Russia has czarist attitude toward Baltics

  • 2004-09-09
  • Baltic News Service
TALLINN - Russia must drop stereotypes dating from the czarist period vis-a-vis Estonia and Latvia, Chris Patten, the commissioner responsible for external relations in the outgoing European Commission, said last week while speaking before the foreign affairs committee of the European Parliament.

Patten's remarks came in answer to a question by the vice-chairman of the committee, Toomas Hendrik Ilves, concerning the problems the two Baltic states have in concluding border delimitation treaties with Russia.
The commissioner refrained in his reply from giving any direct advice to Estonia and Latvia. He said the European Commission cannot be blamed for shunning forceful action and outspokenness in these matters, adding that otherwise the European Union could not have concluded with Russia agreements on Kaliningrad or extension of the partnership accord to new member states of the bloc.
Patten also stressed it was extremely important for Russia to understand that the republics that once were part of the Soviet empire are now independent states.

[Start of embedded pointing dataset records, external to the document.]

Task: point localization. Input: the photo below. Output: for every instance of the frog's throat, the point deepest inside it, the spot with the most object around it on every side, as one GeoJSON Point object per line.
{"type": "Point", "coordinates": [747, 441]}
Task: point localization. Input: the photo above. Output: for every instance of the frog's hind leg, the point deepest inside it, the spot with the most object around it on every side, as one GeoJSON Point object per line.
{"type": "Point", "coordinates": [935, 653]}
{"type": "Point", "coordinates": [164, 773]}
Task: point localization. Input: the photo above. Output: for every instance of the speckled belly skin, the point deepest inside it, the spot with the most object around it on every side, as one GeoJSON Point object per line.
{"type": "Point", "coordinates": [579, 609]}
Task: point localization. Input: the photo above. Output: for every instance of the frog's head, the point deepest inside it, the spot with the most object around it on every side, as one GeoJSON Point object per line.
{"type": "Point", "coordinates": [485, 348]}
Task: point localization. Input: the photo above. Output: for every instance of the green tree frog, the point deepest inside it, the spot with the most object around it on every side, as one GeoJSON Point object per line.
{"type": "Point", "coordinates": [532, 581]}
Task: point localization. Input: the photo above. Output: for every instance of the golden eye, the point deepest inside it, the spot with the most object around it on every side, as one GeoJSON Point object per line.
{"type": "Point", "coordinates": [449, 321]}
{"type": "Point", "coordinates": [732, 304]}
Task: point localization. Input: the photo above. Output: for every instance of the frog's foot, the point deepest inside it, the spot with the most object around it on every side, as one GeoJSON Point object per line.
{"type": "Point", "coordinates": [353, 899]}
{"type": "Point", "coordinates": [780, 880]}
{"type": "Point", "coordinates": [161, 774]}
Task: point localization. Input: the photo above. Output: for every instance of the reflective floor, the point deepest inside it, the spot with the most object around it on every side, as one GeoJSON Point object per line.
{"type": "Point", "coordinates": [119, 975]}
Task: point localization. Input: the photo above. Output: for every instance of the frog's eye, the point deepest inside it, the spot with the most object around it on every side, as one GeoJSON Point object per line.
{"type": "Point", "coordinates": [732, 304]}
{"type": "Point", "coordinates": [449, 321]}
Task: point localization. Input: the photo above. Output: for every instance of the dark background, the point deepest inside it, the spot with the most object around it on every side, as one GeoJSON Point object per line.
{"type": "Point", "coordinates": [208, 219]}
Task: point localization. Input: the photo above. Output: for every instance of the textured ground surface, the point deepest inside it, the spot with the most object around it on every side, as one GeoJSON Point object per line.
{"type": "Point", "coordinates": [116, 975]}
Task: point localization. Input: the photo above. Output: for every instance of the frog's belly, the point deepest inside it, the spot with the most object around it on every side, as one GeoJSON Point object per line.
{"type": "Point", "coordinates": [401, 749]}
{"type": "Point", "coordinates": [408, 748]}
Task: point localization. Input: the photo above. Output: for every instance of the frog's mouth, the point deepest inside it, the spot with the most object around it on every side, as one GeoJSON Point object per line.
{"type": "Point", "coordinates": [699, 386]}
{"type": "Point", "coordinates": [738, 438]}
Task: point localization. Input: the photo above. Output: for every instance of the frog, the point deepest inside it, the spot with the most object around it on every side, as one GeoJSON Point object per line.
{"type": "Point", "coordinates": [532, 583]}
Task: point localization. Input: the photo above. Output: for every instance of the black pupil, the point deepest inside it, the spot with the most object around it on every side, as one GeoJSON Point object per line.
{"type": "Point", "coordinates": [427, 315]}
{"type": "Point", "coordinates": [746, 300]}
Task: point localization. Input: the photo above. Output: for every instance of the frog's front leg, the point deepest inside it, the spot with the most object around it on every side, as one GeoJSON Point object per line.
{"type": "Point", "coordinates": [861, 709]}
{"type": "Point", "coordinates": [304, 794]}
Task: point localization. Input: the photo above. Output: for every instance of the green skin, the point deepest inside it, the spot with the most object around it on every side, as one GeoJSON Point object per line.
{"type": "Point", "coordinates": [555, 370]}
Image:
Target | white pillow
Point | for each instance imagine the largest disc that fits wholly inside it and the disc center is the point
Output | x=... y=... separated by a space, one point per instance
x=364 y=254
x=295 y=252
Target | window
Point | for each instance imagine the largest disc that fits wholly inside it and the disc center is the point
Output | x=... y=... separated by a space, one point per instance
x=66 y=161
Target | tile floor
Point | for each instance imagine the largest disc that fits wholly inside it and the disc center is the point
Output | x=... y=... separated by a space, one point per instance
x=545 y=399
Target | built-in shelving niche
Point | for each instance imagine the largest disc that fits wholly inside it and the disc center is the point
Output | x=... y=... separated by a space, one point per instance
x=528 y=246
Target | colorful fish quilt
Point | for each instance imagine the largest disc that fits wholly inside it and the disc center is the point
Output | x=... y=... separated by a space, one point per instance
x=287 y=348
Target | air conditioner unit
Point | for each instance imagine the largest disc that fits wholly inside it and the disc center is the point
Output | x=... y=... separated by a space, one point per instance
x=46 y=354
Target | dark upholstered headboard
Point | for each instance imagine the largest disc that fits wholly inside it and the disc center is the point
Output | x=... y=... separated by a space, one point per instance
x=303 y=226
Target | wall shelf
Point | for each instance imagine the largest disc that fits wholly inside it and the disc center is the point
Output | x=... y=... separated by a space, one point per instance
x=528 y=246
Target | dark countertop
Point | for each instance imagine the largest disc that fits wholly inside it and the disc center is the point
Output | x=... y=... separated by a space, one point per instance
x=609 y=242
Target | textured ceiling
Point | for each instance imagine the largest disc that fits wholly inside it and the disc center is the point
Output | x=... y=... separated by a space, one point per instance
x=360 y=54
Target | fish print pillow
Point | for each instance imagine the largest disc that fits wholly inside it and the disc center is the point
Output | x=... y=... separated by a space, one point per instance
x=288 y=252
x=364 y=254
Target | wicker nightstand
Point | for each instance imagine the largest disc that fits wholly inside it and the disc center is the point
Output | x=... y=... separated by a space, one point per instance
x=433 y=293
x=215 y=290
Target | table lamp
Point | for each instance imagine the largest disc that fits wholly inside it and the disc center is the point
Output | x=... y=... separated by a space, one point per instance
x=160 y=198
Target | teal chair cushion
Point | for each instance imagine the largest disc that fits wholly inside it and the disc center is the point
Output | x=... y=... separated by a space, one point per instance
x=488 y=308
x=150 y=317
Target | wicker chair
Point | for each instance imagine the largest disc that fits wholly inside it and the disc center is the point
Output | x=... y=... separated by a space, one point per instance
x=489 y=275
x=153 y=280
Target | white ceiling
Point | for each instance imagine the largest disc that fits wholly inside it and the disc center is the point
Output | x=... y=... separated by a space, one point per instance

Ilves still criticized the European Union, saying that the Baltic states were at first given to understand a border treaty with Russia was a prerequisite necessary for their entry into the EU, but after both countries had unilaterally ceded territories to Russia the bloc let the issue sink into oblivion.
Ilves hinted at the incompetence of the European Commission, noting that the head of the commission's external relations directorate, Eneko Landaburu, recently expressed the opinion that ratification of the border treaty was stuck because of the inefficiency of the Russian State Duma (lower house of Parliament), whereas in reality the Russian government has not even endorsed the documents.